In the Graph-based methods, an image is considered a weighted graph. Pixels and similarities between them are considered as nodes and edges of the graph, respectively. In these methods, image segmentation is measured as a problem of partitioning this graph into components with minimizing a cost function [1]. Graph cuts as one of the most important graph-based methods was introduced in 2001 [16].
Statistical model-based methods use a statistical model that characterizes pixel values [17, 18]. Machine learning-based methods use machine learning techniques for image segmentation [19-25]. In the last decade, some classification techniques have been successfully used in image segmentation. Especially, SVM as a binary classifier can be used for this purpose. In 2011, the Fast Support Vector Machine (FSVM) as a modified SVM was introduced for image segmentation [26]. User-selected objects and background pixels are used for training in this method. In the same year, Wang et al. applied Fuzzy C-Means-SVM (FCM-SVM) for color image segmentation [27]. In this method, training samples are selected randomly from the FCM clustering results. The drawback of this method is the number of FCM clusters must be set in advance, and the random selection of training samples also affects the performance of the final segmentation.

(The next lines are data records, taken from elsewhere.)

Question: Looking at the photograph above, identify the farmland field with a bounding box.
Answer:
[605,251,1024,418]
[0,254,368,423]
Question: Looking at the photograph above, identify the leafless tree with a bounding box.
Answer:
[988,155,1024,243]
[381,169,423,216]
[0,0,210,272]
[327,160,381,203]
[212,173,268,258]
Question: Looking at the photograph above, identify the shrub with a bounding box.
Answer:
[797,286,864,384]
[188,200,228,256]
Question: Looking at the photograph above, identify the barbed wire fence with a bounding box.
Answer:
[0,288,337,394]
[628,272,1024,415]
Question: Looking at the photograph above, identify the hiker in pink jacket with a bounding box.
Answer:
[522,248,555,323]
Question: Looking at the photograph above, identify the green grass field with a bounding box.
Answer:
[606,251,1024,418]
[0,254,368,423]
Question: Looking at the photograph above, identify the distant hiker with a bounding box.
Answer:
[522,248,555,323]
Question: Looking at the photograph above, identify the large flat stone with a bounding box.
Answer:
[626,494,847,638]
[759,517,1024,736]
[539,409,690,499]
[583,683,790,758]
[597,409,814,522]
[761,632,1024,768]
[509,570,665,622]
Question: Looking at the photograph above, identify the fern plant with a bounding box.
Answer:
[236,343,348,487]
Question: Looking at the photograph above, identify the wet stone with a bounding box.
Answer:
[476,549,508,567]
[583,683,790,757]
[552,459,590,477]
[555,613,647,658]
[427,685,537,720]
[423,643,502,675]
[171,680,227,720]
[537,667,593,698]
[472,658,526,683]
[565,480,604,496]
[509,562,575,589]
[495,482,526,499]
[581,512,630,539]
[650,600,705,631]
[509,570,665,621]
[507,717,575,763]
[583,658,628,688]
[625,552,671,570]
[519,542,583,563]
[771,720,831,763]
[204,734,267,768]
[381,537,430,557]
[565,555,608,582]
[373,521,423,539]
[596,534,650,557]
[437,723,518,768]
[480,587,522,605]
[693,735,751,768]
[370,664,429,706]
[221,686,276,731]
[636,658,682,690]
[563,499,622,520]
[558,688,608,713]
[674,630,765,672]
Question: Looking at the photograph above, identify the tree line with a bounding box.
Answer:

The saliency-SVM (SSVM) method is a combination of visual saliency detection and SVM classification [28]. In this method, a trimap of the given image is extracted according to the saliency map for estimating the prominent locations of the objects. Positive and negative training sets are automatically selected for SVM training through histogram analysis in trimap. The entire highlighted object is segmented using a trained SVM classifier. In 2018, Sangale and Kadu introduced a real-time Foreground- background segmentation using C-1SVM (Competing 1- class Support Vector Machines) technique [29]. The method first trains local C-1SVMs at every pixel area. Then, it relabels each pixel using learned C-1SVM. In the next step, it performs matting along the foreground boundary and then it applies global optimization.
Tang et al. applied SVM for Foreground Segmentation in video sequences [30]. They introduced a novel feature image and used it in the framework of a support vector machine. In 2020, the SVM method is proposed for identifying two locust species and instars [31]. They used the Grab Cut method and principal component analysis for extracting eight features from 73 features of locusts. However, the proposed Image segmentation and feature extraction of this method are complicated which causes difficulty to achieve fully automatic identification.

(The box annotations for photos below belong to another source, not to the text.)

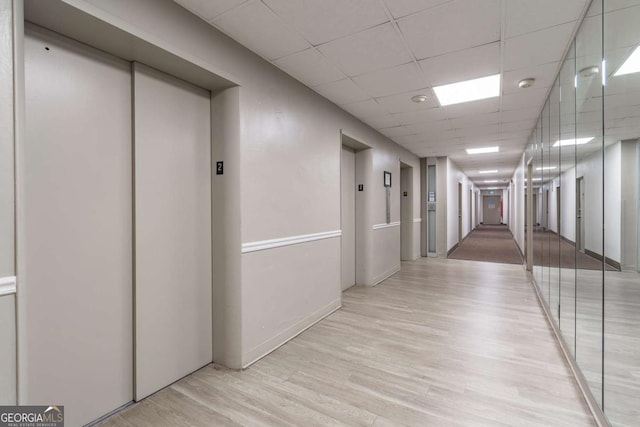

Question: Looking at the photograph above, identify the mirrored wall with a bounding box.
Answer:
[527,0,640,426]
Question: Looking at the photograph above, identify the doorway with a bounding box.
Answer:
[469,190,478,233]
[576,177,585,252]
[556,185,562,236]
[458,182,462,245]
[400,162,415,261]
[544,190,551,230]
[340,145,356,291]
[482,196,500,225]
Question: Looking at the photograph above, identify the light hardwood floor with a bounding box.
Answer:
[102,258,595,427]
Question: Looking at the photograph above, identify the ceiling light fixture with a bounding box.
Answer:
[552,137,593,147]
[433,74,500,107]
[518,77,536,89]
[467,147,500,154]
[578,65,600,77]
[614,46,640,76]
[411,95,429,104]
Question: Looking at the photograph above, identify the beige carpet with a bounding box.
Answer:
[449,225,522,264]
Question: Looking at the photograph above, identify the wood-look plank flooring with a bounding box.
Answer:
[102,258,595,427]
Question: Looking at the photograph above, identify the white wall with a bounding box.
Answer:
[542,142,622,262]
[0,0,15,277]
[447,158,475,251]
[559,167,576,243]
[604,142,623,262]
[57,0,419,367]
[0,0,20,405]
[509,154,526,253]
[0,295,16,405]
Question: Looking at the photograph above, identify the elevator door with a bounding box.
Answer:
[23,25,133,426]
[576,177,585,252]
[134,64,212,400]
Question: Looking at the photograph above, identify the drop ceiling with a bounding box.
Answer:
[175,0,588,185]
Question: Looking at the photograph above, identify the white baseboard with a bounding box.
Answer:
[371,265,401,286]
[242,298,342,369]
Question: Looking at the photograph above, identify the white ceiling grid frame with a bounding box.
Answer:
[175,0,588,187]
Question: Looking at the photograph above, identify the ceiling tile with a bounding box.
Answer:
[340,99,386,117]
[392,107,445,125]
[450,112,502,128]
[376,88,440,113]
[353,62,427,98]
[313,79,370,104]
[502,87,549,111]
[274,48,345,86]
[504,23,574,71]
[363,114,401,129]
[378,125,416,139]
[442,98,500,119]
[175,0,248,21]
[318,24,411,76]
[502,62,560,93]
[505,0,587,39]
[398,0,501,59]
[419,42,500,86]
[263,0,389,46]
[501,108,542,122]
[212,2,310,59]
[384,0,453,19]
[405,120,454,134]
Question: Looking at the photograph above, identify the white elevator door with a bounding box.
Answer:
[23,26,133,426]
[134,64,212,400]
[340,147,356,291]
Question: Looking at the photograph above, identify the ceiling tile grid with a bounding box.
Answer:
[175,0,588,187]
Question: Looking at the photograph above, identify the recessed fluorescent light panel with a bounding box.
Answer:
[614,46,640,76]
[433,74,500,107]
[467,147,500,154]
[553,137,593,147]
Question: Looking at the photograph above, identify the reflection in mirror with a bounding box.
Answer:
[604,0,640,426]
[531,120,544,295]
[558,44,576,358]
[545,80,561,324]
[575,1,604,405]
[536,99,553,311]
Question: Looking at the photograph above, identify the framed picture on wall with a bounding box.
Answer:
[384,171,391,187]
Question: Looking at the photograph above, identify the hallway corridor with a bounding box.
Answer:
[97,258,595,427]
[449,224,522,264]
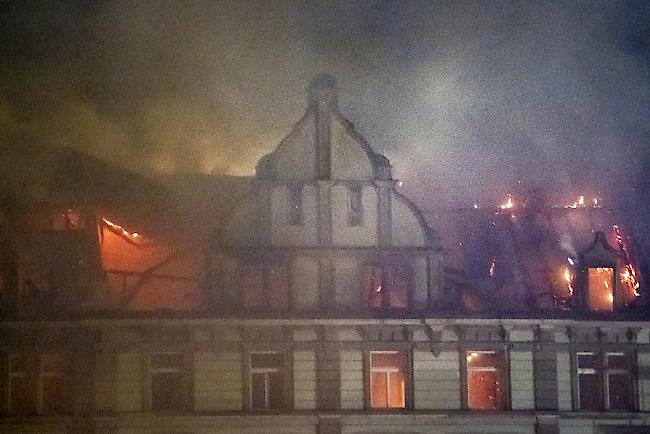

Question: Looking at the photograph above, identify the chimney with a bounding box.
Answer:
[307,73,338,112]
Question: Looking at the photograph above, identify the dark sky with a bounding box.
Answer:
[0,0,650,206]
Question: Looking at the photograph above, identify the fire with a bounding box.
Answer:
[499,195,515,209]
[564,267,573,295]
[102,217,142,241]
[613,225,640,297]
[565,194,600,209]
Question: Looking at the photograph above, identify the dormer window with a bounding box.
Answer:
[348,184,363,226]
[289,185,303,226]
[587,267,616,312]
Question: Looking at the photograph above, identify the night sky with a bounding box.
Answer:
[0,0,650,209]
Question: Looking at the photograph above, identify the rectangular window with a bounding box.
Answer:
[576,353,602,410]
[289,185,303,226]
[587,267,614,312]
[466,351,506,410]
[605,353,634,410]
[348,185,363,226]
[361,265,409,309]
[241,264,289,310]
[149,353,189,411]
[370,351,408,408]
[241,264,264,309]
[40,354,65,414]
[9,355,36,415]
[8,354,66,415]
[250,352,286,410]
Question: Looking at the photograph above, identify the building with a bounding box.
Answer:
[0,75,650,434]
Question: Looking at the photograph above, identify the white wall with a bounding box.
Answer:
[413,351,461,410]
[271,184,318,246]
[331,184,377,246]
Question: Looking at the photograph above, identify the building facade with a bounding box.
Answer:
[0,75,650,434]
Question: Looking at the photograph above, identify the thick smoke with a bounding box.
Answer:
[0,1,650,205]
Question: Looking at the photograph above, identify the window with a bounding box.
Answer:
[241,264,289,310]
[250,352,286,410]
[149,353,189,411]
[587,267,615,312]
[361,265,409,309]
[466,351,506,410]
[576,352,634,410]
[370,351,408,408]
[605,353,633,410]
[9,354,66,415]
[348,184,363,226]
[577,353,602,410]
[289,185,303,226]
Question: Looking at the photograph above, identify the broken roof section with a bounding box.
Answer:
[424,202,647,318]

In addition to the SVM-based methods, some other methods have been introduced in this field. Dhanachandra et al. used k-means to segment the foreground area from the background. The subtractive clustering method is applied to generate the centroid based on the potential value of the data points. In this method, partial contrast stretching is used for improving the quality of the image and the middle filter is applied to improve the segmented image [32].
In 2021, Chen et al. proposed an improved K-means algorithm for underwater image background segmentation. The method deals with the problem of improper determination of the value of K and minimizes the effect of the initial centroid position of the grayscale image during the quantification of the gray surface of the conventional K-means algorithm [33].
In recent years, researchers have proposed some deep learning methods for the image segmentation. In 2022, Yang et al. proposed a generative adversarial deep network for foreground and background segmentation. The method avoids trivial decompositions by maximizing mutual information between generated images and latent variables [34].
In this paper, we propose a novel and efficient foreground-background segmentation. First, SVM is used for segmenting the interest area from the background. Then, K-means clustering is applied for selecting the training data of SVM. It restricts the computational efforts in the region of interest. However, before applying the K-means algorithm, the first saliency parts are selected using a saliency map and some efficient operators.
The rest of this paper is organized as follows. In Section 2, The SVM and K-Means methods are explained in detail. Section 3 describes the proposed method. Section 4 illustrates the experimental results. Finally, the paper is concluded in Section 5.
2- Primary Concepts
This section provides a detailed description of SVM and K-Means methods as the approaches along with the proposed method.
2-1- Support Vector Machine
SVM was proposed by Vapnik and coworkers [35]. It is a supervised learning method that originated from statistical learning theory. The main idea behind SVM is the separation of the two classes with a hyperplane that maximizes the margin between them. Maximizing margin results in minimizing structural risk. The basis of minimizing structural risk instead of empirical risk is an interesting property of SVM [36]. Thus, SVM outperforms other methods such as neural networks which are based on minimizing empirical risk. Also, its strong generalization reduces the influence of the noise. This method also can be considered a non-linear classification using the kernel trick. The kernel maps their inputs into high-dimensional feature spaces implicitly [37].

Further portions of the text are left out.